On the second to last day of the first July of this century and this millenium, the Princess of Awesomeness was born, making us parents. Since that first July of the millenium, the Princess of Awesomeness has insisted on having a birthday each and every year. This coming July will signify the eleventh such event. Last July was the tenth. What does all of this mean? It means we are old.
Some people reading this might object to the claim that we are old, while others may be picking their jaws up from the floor after exclaiming, "Holy, Methuselah!" Allow me to explain my reasoning. Think of the oldest living person you know who has children. I guarantee that their children's ages are in the double digits. I am certain that no living person on earth today has a child whose age is in the triple digits.
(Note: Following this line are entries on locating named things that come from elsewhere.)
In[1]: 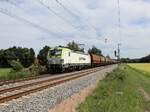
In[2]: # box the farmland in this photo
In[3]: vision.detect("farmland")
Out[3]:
[78,64,150,112]
[128,63,150,73]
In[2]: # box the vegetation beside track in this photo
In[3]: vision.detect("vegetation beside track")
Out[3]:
[0,60,46,80]
[128,63,150,73]
[78,65,150,112]
[0,68,11,77]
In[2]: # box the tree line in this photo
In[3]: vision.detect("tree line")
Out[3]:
[0,41,102,67]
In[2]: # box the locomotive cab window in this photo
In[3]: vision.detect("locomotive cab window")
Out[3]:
[49,49,62,56]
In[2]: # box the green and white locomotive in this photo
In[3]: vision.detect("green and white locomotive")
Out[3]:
[47,47,91,72]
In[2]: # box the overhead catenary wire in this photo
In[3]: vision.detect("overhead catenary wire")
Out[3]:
[3,0,25,11]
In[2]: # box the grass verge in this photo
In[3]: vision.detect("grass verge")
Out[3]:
[78,65,150,112]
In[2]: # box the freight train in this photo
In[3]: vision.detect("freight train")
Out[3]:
[47,47,115,72]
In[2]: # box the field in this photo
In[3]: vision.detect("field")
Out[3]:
[128,63,150,72]
[78,65,150,112]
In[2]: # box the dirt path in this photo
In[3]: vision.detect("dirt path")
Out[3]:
[139,87,150,112]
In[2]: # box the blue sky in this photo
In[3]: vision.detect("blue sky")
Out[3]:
[0,0,150,58]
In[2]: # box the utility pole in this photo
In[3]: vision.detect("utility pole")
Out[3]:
[118,43,121,61]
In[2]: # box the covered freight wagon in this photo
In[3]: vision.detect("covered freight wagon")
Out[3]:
[90,54,105,67]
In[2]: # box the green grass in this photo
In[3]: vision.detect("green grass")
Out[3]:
[0,68,11,76]
[128,63,150,73]
[78,66,150,112]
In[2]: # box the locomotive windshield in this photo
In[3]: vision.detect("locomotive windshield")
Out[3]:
[49,49,62,56]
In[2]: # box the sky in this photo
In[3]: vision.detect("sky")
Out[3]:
[0,0,150,58]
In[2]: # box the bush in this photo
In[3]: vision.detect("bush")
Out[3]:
[30,63,46,76]
[10,60,24,71]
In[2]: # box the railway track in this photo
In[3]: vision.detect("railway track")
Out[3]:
[0,67,108,103]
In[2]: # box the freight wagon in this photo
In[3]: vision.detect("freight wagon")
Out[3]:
[47,47,91,72]
[47,47,114,72]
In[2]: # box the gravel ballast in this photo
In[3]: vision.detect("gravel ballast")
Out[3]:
[0,65,117,112]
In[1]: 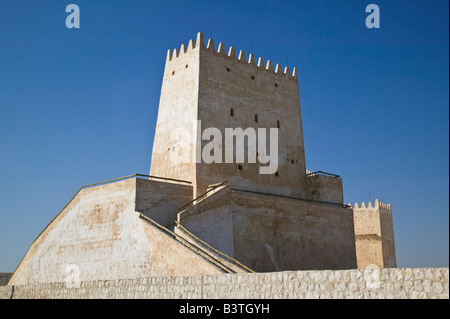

Well, the Princess of Awesomeness has had a double digit age for nearly a year, officially making as old as the oldest living person on earth!
The Princess of Awesomeness, in fact, is old for her age. Certainly some of you may object to that statement, saying you cannot be old for your age; you either are your age or you are not. Now some of you may be objecting to that statement, saying you cannot not be your age. Some of you may now be objecting to the fact that I don't make any sense.
Regardless, the Princess of Awesomeness is old for her age. How? She is about to finish the 6th grade. Most people are 12 years old, or will very soon be, when they finish 6th grade. The Princess of Awesomeness, as I mentioned before, will soon be 11 years old, thus making her old for her age. Or maybe that makes her young for her age since she is younger than the next youngest 6th-grader by a whole year. Or is she old for her age because she is finishing the grade above all of the other 10- and 11-year-olds? Or is she old because she has the same number of digits in her age as the oldest person in the world who still has living parents? Regardless, we are old!
You may be wondering why the Princess of Awesomeness is finishing 6th grade instead of 5th grade with all of the other 10- and 11-year-old. The answer should be obvious: she did 5th grade last year! Some of you may be wondering why she didn't do 4th grade last year with all of the other 9- and 10-year olds. The answer should really be obvious: she did 4th grade the year before. A few of you may be wondering why she didn't do 3rd grade the year before with all of the other 8- and 9-year olds. Well, because she did 3rd grade the year before that! A couple of you may be wondering why she didn't do 2nd grade the year before that with all of the other 7- and 8-year-olds. Because she started 2nd grade with all of the other 6- and 7-year-olds!
One of you just shouted, "What do you mean the other 6- and 7-year-olds??? 2nd graders are 7 and 8 years old!" Not in England! The Princess of Awesomeness started school at the ripe old age of 4 with all of her 4-year-old British neighbors (pardon me, neighbours; Brits have extra U's that we don't have. I mean, Briuts hauve euxtra Uu'su thaut weu doun't hauve).
So the Princess of Awesomeness has gone to school on both sides of the Atlantic Ocean Pond. Whether here or there, she has always been at the top of her class. (Academically speaking. Being physically at the top of her class would require very impressive levitation skills!) Having dominated her class in two separate countries on two separate sides of the world, I think we can officially say she has conquered the world. So yes, when next you see her, the proper greeting is to bow down to your ruler.
And, because she started school in England, the Princess of Awesomeness is now young or old for her age, while her British counterparts are still their age for their age, and we are still old. I mean ould.